Mr. Dinleloof, as the courteous reader probably recollects, is the sticket minister whom Miss Beeny Needles, my wife's aunt, recommended to my attention, as “a perforated clergyman.” On the increase of the town, he was induced to set up a school, of a grade inferior to that of Mr. Bell, and was also nominal editor of Mr. Semple's newspaper, “The Chopper, or the Oracle of the Woods.” He was a man that, from natural modesty, shrunk out of society; but those who were within the narrow circle to which he limited himself, spoke favourably of him. I knew him but slightly, for he was such a sequestered creature that, unless you went and drew him out of his shell as you would a whilk or a snail, you could make no acquaintance with him, and I had too many things at all times upon my hands to be able to do that often. Perhaps he therefore thought that I did not pay him quite so much attention as Miss Beeny had led him to expect; for once or twice, when I fell in with him in the street, it struck me that he eschewed me; if he did so, it was without reason.

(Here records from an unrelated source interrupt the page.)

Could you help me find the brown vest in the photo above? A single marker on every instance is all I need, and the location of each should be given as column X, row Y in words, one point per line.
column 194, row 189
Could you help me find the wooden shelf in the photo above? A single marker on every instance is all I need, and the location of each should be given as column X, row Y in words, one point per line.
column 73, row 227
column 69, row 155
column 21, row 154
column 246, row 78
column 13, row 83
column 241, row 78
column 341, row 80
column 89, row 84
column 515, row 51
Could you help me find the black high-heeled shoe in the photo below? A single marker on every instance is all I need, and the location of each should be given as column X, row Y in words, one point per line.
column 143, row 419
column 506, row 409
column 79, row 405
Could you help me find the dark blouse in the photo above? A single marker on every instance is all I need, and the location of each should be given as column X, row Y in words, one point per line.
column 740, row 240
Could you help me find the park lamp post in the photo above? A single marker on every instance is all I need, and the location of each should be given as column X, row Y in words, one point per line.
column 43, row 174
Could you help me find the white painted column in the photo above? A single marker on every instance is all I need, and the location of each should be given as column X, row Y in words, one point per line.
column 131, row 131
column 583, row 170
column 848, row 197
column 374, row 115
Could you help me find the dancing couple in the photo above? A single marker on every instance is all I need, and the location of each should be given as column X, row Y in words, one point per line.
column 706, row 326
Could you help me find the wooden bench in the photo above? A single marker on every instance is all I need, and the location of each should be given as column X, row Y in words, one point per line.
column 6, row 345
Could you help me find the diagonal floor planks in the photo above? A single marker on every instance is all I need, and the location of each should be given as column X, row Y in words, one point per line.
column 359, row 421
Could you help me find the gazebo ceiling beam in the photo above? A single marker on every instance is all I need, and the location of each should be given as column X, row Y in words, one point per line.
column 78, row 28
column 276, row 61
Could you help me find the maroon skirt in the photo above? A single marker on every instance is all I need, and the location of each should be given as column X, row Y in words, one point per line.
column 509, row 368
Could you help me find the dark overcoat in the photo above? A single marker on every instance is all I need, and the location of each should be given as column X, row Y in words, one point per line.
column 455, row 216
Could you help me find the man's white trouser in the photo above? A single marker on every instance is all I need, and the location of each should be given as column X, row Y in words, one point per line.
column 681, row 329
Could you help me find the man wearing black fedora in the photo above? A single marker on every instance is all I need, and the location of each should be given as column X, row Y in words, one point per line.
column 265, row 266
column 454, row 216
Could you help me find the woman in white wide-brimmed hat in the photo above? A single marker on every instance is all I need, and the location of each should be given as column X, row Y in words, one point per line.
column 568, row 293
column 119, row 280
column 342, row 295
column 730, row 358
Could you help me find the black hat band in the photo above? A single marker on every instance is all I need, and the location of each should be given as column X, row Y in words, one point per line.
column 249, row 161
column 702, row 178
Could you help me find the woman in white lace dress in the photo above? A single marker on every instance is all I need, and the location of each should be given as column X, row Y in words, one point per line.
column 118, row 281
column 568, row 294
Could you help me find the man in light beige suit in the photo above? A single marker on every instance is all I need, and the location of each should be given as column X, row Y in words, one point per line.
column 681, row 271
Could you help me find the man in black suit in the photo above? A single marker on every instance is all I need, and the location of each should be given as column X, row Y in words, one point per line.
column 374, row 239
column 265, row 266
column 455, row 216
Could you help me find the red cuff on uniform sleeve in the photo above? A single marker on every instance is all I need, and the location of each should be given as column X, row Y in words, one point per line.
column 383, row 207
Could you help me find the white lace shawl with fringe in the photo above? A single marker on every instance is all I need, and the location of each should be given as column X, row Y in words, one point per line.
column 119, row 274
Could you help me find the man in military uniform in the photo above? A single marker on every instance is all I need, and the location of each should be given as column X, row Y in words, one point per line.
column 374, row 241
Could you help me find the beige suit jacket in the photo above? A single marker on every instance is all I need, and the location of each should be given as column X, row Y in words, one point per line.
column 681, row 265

As I have intimated, it was late in the evening when we of the session resolved to ask him to preach, and but one day could be allowed for him to prepare, if he agreed. I may be wrong in supposing that Mr. Bell, by leaving us no time to procure a minister, counted on drawing a part of our congregation after himself to his new tabernacle: whether this was an unjust supposition on my part, or was the effect of a fair estimate of the man's inordinate character, I leave it to the sagacity of the reader to determine.
When I entered the humble habitation of Mr. Dinleloof, he was certainly much surprised, and gazed at me with a look of alarm, as if he thought I had come with strange news or evil tidings. He was about going into his solitary bed, for he was a bachelor; his upper garments were already cast off, he had also quitted his trowsers, and was standing in his drawers, with one leg bare, and a stocking in his hand.